Ainda assim, o acordo ingressa no direito internacional com uma perspectiva de direitos humanos na gestão ambiental e com um viés procedimental que complementa o conteúdo do direito ao meio ambiente sadio, buscando alcançar o desenvolvimento sustentável.

Finalmente, os direitos de acesso à informação, à participação e à justiça em assuntos ambientais também foram reconhecidos pelas Nações Unidas como instrumentos fundamentais para concretizar os 17 Objetivos do Desenvolvimento Sustentável (ODS) e a Agenda 2030. Por meio destes três pilares da democracia ambiental, os países da região poderão mostrar avanços maiores e melhores no cumprimento de outros compromissos internacionais, como as obrigações contra as mudanças climáticas.

Joara Marchezini, coordenadora do programa de Acesso à Informação da Artigo 19-Brasil

O acordo do Princípio 10 representa um grande passo para a garantia da democracia ambiental em todos países da América Latina e Caribe. Ele reúne parâmetros para a participação social, o acesso à informação e o acesso à Justiça em questões ambientais na região – algo inédito e fundamental no contexto latino-americano e caribenho.

Este é um acordo é amplo, que não só coloca deveres, como também aponta caminhos. Nesse sentido, vale destacar que o acesso à informação é um direito fundamental para termos um conhecimento mais acurado dos desafios e pensar ações eficazes para superá-los e também para atuar preventivamente em médio e longo prazo.

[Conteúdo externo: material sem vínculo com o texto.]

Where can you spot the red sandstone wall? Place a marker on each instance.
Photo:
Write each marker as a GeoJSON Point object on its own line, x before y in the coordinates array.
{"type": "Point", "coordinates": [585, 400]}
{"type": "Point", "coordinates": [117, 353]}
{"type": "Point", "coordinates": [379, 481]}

De um modo geral, a Artigo 19 acredita que o acordo pode representar um importante instrumento no enfrentamento a graves problemas que afetam a região, como a perpetuação de contaminações, do desmatamento e de diversos impactos socioambientais negativos que podem acontecer na realização de algumas obras e atividades produtivas quando não há esse compromisso com a democracia ambiental.

O Acordo de Escazu também é o primeiro tratado internacional que determina ações específicas para os governos garantirem a proteção de defensores ambientais, dado que a região é uma das mais perigosas do mundo para sua atuação.

Por isso, recomendamos que todos os países, incluindo o Brasil, trabalhem com agilidade para assinar e ratificar o instrumento e garantir a implementação das medidas previstas nos diversos contextos vividos na nossa região.

Andrea Detjen Ibañez, integrante da área de Meio Ambiente do Centro Interdisciplinar de Estudos sobre o Desenvolvimento do Uruguai (CIEDUR)

Em uma região acuada por gigantescos projetos que colocam em risco a natureza, humana e não humana, a sociedade civil da América Latina e Caribe comemora a assinatura do Acordo de Escazú, um instrumento jurídico pioneiro em termos de proteção ambiental.

Segundo o que foi acertado, os países se comprometem a garantir a todas as pessoas o direito à informação, de maneira oportuna e adequada. Também será garantida a participação significativa nas decisões que afetem suas vidas e seu entorno e o pronto acesso à justiça, sempre e quando estes direitos forem desrespeitados.

Este acordo se converte no primeiro existente no mundo de caráter vinculante, com força de lei, e com um dispositivo específico para a proteção e salvaguarda dos defensores dos direitos humanos, o que é algo significativo, já que somente em 2017 morreram 116 pessoas no continente por proteger suas terras e refutar práticas que afetam o meio ambiente. Este número faz da região a mais perigosa para os protetores da terra e do meio ambiente.

Incitamos essas nações a incorporar o estabelecido no acordo em suas leis, em suas práticas e em suas decisões políticas.  “Nada sobre nós, sem nossa presença”, disse Alicia Bárcena, secretária executiva da CEPAL ao falar sobre o Acordo. Neste sentido e como sociedade civil organizada, pretendemos servir-nos desta ferramenta que nos propõe participação e construção em um cenário de respeito ao ser humano, e ao direito de ter um meio ambiente sadio e equilibrado.